Par Philippe Dagen Publié aujourd’hui à 09h19, mis à jour à 09h19
("La Tourette")
Voici une exposition à peine concevable voilà ne serait-ce qu’une décennie : une rétrospective du peintre Vincent Bioulès au Musée Fabre de Montpellier. Pourquoi ? Parce que son œuvre est fortement perturbatrice. Elle l’est pour le regard, car si colorée soit-elle, avec des sujets apparemment simples – paysages, marines, villes, nus et portraits –, elle se révèle, dès que l’œil s’y attarde, parsemée d’étrangetés stylistiques et armée d’une résolution obstinée. Et, seconde raison, parce que Bioulès est l’exemple troublant de l’artiste qui a d’abord participé à une avant-garde historique avant de s’en écarter, ce qui ne signifie pas qu’il l’ait reniée, mais réinterprétée à sa façon singulière.
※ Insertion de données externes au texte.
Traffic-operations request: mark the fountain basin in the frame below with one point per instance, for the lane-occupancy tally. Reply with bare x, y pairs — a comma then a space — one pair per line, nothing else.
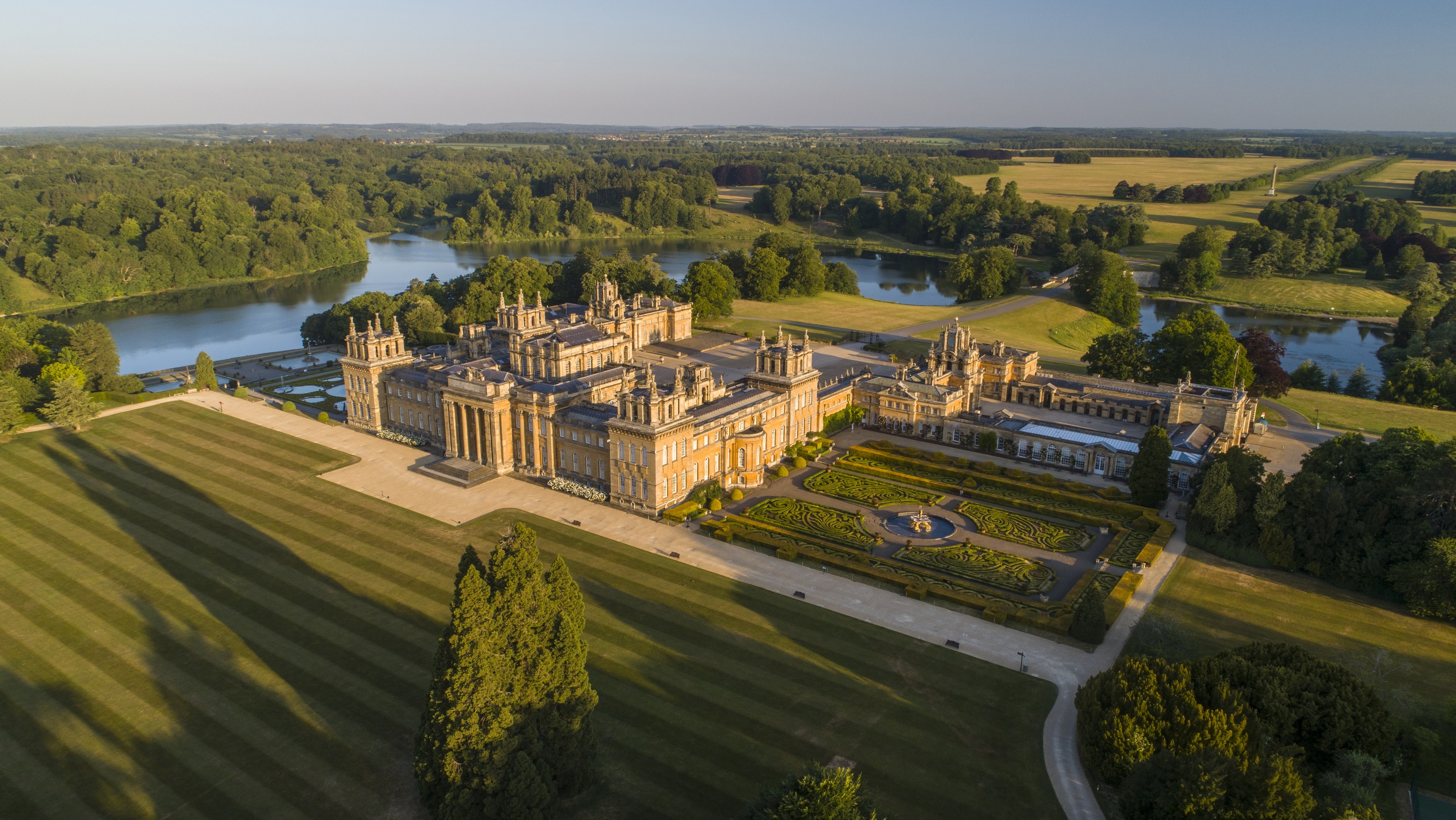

Cette liberté lui a été souvent reprochée : on ne savait pas où le ranger et, donc, le mieux était de le tenir à distance.
Son avant-garde, c’est le groupe Supports/Surfaces, fondé en 1970 et qui lui doit son nom. Il le trouve lors d’une réunion chez Claude Viallat. Bioulès est née en 1938 à Montpellier, Viallat en 1936 à Nîmes. En 1970, ils sont les principales figures méridionales du groupe, qui a sa fraction parisienne, celle de Marc Devade, Jean-Pierre Pincemin ou Louis Cane. Ils ont la trentaine et il leur faut se dégager de l’abstraction française des années 1950, qui se répète, autant que du pop art.
Pour y parvenir, ils se fondent sur une peinture alors mal connue en France, l’abstraction nord-américaine des grands formats saturés : Rothko, Newman, Hofman, Louis, Diebenkorn. Bioulès se mesure à eux frontalement. En 1967, le motif naturel est encore perceptible, marronnier en fleurs, fenêtre. Il cède vite à l’expansion des couleurs. D’abord fluides, contenues par des lignes courbes, celles-ci deviennent de plus en plus stables, jusqu’à de longues compositions de monochromes juxtaposés, scandées parfois par des verticales, celles que Newman appelait ses « zips ». Dans ces années, de 1967 à 1971, il n’y a guère que Daniel Buren qui, selon une évolution comparable, aille dans cette direction.
Lire la critique (2018) : Sélection galerie, Vincent Bioulès à La Forest Divonne
La différence, aujourd’hui évidente, est que
Buren n’a plus changé depuis, jusqu’à des formules de plus en plus décoratives, alors qu’à partir de 1974, la géométrie de Bioulès se met à vibrer. Les droites s’effritent, les monochromes s’émiettent. On dirait son abstraction secouée par un tremblement de terre de plus en plus intense. On le dirait d’autant plus que ce séisme met à jour des architectures, incomplètes et ébréchées d’abord – l’admirable série des « places d’Aix », de 1976-77.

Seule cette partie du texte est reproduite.